SATA controllers

Liam Proven lproven at gmail.com
Sat Mar 13 14:11:11 UTC 2010


On Wed, Mar 10, 2010 at 3:19 PM, Dave Howorth
<dhoworth at mrc-lmb.cam.ac.uk> wrote:
> I'm speccing a new machine and as part of it I'd like to have a
> linux-controlled 4-disk RAID 6 array using SATA 3 Gbps disks (aka STA 2).

You want more than 4 disks for RAID6. Seriously.

RAID6 uses 2 parity drives; this means you get the capacity of (N-2)
drives, where N is the number of drives.

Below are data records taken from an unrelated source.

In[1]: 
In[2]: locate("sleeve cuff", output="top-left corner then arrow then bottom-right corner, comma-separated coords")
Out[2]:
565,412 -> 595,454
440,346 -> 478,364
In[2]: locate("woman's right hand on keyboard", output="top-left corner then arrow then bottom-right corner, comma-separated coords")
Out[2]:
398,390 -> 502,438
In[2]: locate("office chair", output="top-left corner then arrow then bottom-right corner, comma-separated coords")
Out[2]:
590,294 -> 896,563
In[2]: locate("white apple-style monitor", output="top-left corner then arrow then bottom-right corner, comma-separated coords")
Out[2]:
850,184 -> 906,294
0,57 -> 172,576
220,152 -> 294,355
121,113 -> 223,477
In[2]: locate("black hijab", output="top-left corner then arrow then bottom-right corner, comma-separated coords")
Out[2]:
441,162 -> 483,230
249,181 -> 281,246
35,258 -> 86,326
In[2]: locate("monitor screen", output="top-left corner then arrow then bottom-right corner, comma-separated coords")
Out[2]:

Ergo, use 4 drives, you only
get the capacity of 2. This is pointless, because if you lose half the
capacity, you would get /much/ better performance from RAID10 (a
mirror of stripes) or RAID 0+1 (a stripe set of mirror pairs).

(I may have got the definitions of 0+1 and 10 transposed, but it's not
really important at this point!)

RAID levels 0+1 and 10 use simple mirroring and striping, requiring
little CPU, therefore making them very fast, whereas with RAID6 you
impose 2 sets of parity calculations on the system, making writes
slow.

This means the *minimum* number of drives for a RAID6 is 5 drives,
which will give you the capacity of 3× a single drive.

I don't know how smart the Linux software RAID system is, but if it
has good rules built in, it won't let you create a RAID 6 out of <5
drives and should outright block 4. It's an invalid config.